L'évaluation des élèves ne se réduit pas aux notes, mais doit les aider à mieux apprendre et développer l'estime de soi, ont insisté des experts de l'éducation, réunis jeudi et vendredi à Paris lors d'une conférence nationale destinée à présenter des recommandations au gouvernement.

L'exécutif a "choisi de porter sur la place publique la question de l'évaluation des élèves afin de tenter de faire émerger un consensus", a dit en préambule la directrice générale de l'enseignement scolaire, Florence Robine. "On nous a dit que c'était un pari extrêmement risqué" car "extrêmement sensible", a-t-elle souligné.

Cette réforme est un serpent de mer, qui soulève débats et polémiques souvent réduits à la question "faut-il supprimer les notes?" voire à leur éventuel remplacement par des couleurs ou des lettres.

Des recommandations seront remises en janvier à la ministre de l'Education nationale Najat Vallaud-Belkacem qui présentera ensuite, à une date encore inconnue, ses orientations.

Le débat "note/pas note" est "stérile", a insisté le professeur des universités André Antibi, président du Mouvement contre la constante macabre, phénomène qui conduit selon lui des enseignants français à mettre d'office inconsciemment un pourcentage de mauvaises notes pour se sentir crédibles.

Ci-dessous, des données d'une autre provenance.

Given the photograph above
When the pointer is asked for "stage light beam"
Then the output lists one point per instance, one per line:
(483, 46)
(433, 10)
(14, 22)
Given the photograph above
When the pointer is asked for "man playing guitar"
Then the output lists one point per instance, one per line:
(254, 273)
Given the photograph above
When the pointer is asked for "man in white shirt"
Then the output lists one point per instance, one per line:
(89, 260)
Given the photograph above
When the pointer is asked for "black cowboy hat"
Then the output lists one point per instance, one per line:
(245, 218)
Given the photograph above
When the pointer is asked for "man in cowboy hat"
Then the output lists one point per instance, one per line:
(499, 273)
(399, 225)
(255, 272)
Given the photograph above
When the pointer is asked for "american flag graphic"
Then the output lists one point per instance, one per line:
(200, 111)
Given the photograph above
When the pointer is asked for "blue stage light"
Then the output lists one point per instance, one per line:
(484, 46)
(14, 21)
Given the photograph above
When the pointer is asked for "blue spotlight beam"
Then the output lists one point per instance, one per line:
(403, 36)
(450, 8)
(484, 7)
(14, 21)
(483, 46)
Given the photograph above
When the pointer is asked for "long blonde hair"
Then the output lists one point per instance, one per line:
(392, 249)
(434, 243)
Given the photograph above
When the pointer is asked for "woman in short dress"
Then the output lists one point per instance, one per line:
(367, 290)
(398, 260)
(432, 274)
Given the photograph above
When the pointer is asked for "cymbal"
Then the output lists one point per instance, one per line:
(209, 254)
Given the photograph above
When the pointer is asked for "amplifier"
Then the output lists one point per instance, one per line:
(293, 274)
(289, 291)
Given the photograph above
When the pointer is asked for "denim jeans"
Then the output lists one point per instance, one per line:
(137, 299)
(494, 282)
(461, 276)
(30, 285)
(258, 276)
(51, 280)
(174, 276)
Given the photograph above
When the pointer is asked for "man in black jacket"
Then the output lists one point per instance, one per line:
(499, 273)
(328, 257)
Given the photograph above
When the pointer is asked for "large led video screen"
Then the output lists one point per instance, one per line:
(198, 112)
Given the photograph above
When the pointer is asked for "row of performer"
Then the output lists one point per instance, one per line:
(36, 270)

Le problème en France "n'est pas un problème de notes mais un problème de culture de l'évaluation".

Les évaluations ne se réduisent pas aux notes, a aussi martelé Agnès Florin, professeur des universités: le débat est "du côté des évaluations qui aident les élèves à mieux apprendre".

L'école est un "lieu fondamental de construction de l'estime de soi" et "plutôt que repérer les manquements", il faut encourager l'élève à travers une évaluation qui "forme le citoyen de demain" et permettra d'éviter ce "pessimisme français" pointé par les enquêtes internationales, a-t-elle plaidé.

- Erreurs inévitables -

Les jeunes Français "craignent la note" et dès la maternelle, "les enfants sont capables de classer les élèves en fonction de leurs performances alors qu'il n'y a pas de classement", a relevé Mme Florin.

Rappelant les résultats d'une étude sur la qualité de vie scolaire, elle a souligné que 25% à 30% des élèves n'aimaient pas l'école, 67% avaient peur d'avoir une mauvaise note et "c'est pire au collège" (73%). "On est beaucoup plus centré sur l'observation de la leçon que sur l'observation de l'enfant et de ses difficultés", a-t-elle déploré.

A côté de l'évaluation classique, il y a aussi l'évaluation "implicite", comme les haussements d'épaule de l'enseignant qui ne sont "pas conscients" mais auxquels les enfants sont sensibles, a encore dit Agnès Florin.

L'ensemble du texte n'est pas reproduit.